Here are a few key items to note as you jump into programming as a side gig:

Taking initiative counts. In taking intentional action to call, email, or reach out and share how you can help, you manufacture your luck. Even if you hear "no", you create a connection, and that individual or company knows about you and your expertise to refer others your way.

Manage scope creep. With software development, it's hard to specify at times how long a particular project or task can take. However, no one wants this issue to turn into completing a bunch of free work, or leaving a job unfinished. This can be a huge nightmare for all parties involved. When taking on any side gig, set clear goals and deliverables.

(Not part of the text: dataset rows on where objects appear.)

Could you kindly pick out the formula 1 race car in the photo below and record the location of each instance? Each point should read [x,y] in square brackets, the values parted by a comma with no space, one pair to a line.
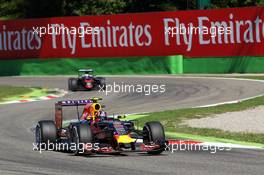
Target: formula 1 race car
[95,132]
[86,81]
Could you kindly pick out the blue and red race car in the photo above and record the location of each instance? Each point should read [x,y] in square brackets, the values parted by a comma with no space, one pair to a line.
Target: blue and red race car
[86,81]
[95,132]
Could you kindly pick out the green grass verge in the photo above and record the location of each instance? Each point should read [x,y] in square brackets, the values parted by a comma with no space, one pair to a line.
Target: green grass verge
[173,119]
[7,92]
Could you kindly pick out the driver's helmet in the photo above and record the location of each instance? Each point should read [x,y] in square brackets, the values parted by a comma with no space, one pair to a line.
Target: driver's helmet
[103,115]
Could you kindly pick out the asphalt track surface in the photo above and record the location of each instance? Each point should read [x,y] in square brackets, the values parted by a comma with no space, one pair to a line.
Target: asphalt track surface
[17,121]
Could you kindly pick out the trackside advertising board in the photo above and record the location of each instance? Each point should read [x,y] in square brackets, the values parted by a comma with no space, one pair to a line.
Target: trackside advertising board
[199,33]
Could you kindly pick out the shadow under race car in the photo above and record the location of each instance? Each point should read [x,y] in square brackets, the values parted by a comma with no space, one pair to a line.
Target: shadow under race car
[98,133]
[86,81]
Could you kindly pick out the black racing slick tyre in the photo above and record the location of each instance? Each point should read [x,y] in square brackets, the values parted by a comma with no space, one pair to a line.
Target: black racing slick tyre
[153,132]
[73,84]
[101,83]
[45,134]
[81,135]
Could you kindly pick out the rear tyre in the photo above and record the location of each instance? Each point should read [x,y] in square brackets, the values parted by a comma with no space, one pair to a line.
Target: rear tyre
[154,133]
[73,84]
[45,134]
[81,135]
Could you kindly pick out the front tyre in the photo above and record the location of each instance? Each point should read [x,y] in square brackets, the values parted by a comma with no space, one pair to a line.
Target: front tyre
[73,84]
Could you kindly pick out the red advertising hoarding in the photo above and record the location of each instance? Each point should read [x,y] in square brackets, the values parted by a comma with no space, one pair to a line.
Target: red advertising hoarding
[198,33]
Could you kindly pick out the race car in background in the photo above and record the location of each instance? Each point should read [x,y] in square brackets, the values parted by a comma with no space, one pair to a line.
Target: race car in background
[86,81]
[102,133]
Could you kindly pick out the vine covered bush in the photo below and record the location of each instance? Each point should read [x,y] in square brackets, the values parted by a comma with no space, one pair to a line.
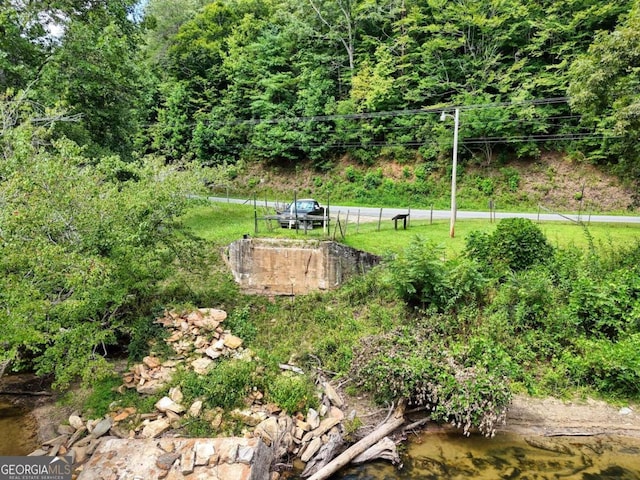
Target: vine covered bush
[516,244]
[415,366]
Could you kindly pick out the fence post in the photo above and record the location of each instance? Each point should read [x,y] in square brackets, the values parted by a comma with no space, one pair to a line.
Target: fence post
[346,224]
[255,214]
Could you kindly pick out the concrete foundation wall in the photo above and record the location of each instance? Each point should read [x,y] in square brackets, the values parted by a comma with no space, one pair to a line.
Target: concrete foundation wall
[293,267]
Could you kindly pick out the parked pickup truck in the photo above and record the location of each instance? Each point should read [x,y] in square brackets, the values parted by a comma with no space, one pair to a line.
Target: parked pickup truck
[305,213]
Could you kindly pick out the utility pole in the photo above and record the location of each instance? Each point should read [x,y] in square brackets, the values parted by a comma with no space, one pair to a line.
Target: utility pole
[456,125]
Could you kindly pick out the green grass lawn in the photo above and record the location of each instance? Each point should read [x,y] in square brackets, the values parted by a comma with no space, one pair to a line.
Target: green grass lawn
[223,223]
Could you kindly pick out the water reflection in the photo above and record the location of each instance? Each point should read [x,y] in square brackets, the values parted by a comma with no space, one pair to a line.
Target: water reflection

Get a deposit up-front. Everyone wants to get paid for their hard work. With gig work, payment can sometimes get a little tricky, especially if a project gets scrapped or the client drags their feet. A good approach is to request a portion (in the range of 15-50%) of the payment up-front. Another approach is to set up a system of invoicing and put together a contract that clearly outlines the payment terms.

Getting started is hard. There's no sugarcoating it. Finding and tackling side gigs is difficult. Many online resources tend to showcase side gigs as being easy, glamorous, or a quick source of cash. Taking on side gigs takes time, energy, and bandwidth. It's not the path forward for everyone.

Over to you!

There are a lot of key considerations when it comes to side gigs. You may finish reading this article and realize there's more work involved than you feel is worth the time invested.

On the other hand, this may be your sign to explore a new opportunity while sharpening your skills and making a little extra money in the process.